MP>(3) My last point has to do with the anthropic principle. Isn't it curious
>that the anthropic principle is used as one of the most strong arguments
>for the existence of God by christian cosmologists BUT not by christian
>evolutionists?

If this is referring to the design argument, then it is most definitely *not*
"the anthropic principle"! The AP is a *naturalistic* argument which basically
says that `the reason that we observe the universe appears to be so fine-tuned
for life is because we would not be here to observe it if it wasn't.'

The design argument (which is not necessarily Christian) is the complete
*opposite* of the AP and says that: `the reason that the universe appears to
be so fine-tuned for life is because an Intelligent Designer made it that way."
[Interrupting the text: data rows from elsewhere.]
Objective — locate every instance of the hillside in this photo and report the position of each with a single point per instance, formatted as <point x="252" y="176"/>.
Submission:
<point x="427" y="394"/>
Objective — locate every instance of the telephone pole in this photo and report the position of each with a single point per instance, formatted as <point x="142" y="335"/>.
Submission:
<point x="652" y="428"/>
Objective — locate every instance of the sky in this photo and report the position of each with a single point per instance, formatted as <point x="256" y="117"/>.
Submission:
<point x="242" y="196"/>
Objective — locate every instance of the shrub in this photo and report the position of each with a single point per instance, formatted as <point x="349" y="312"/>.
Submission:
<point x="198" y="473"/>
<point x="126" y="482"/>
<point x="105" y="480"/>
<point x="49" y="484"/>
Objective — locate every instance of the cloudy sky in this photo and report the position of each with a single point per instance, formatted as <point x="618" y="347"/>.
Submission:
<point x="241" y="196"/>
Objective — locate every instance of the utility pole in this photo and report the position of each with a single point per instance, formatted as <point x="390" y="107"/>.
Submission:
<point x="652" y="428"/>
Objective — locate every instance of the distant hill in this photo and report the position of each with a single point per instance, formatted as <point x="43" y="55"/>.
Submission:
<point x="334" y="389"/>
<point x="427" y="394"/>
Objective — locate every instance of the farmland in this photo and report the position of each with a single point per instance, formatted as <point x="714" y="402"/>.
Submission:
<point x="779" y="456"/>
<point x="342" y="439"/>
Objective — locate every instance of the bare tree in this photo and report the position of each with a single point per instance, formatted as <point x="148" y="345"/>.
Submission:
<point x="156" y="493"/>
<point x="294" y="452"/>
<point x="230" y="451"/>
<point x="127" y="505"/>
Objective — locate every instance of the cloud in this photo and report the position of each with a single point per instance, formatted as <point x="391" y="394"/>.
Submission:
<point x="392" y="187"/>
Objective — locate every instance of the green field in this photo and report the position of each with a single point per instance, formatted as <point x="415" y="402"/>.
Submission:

And absent any evidence of the designer, which one do you think is the better scientific explanation of these two?

SJ :If there *is* a Intelligent Designer who has pre-arranged the universe, the
sun, the planets, the moon and the Earth to be just right for life on Earth,
and then that Intelligent Designer created life on that Earth and then
developed it over time by the regular infusion of new information, then the
right term to use for all this intelligently designed activity is *creation*
(ie. mediate creation) not "biological evolution"!

True. Too bad that there is little scientific evidence of such. ID is just another attempt to introduce religion into science. If ID had anything new to add it would at least be interesting to watch but all it has to add is a God of the Gaps in a new outfit.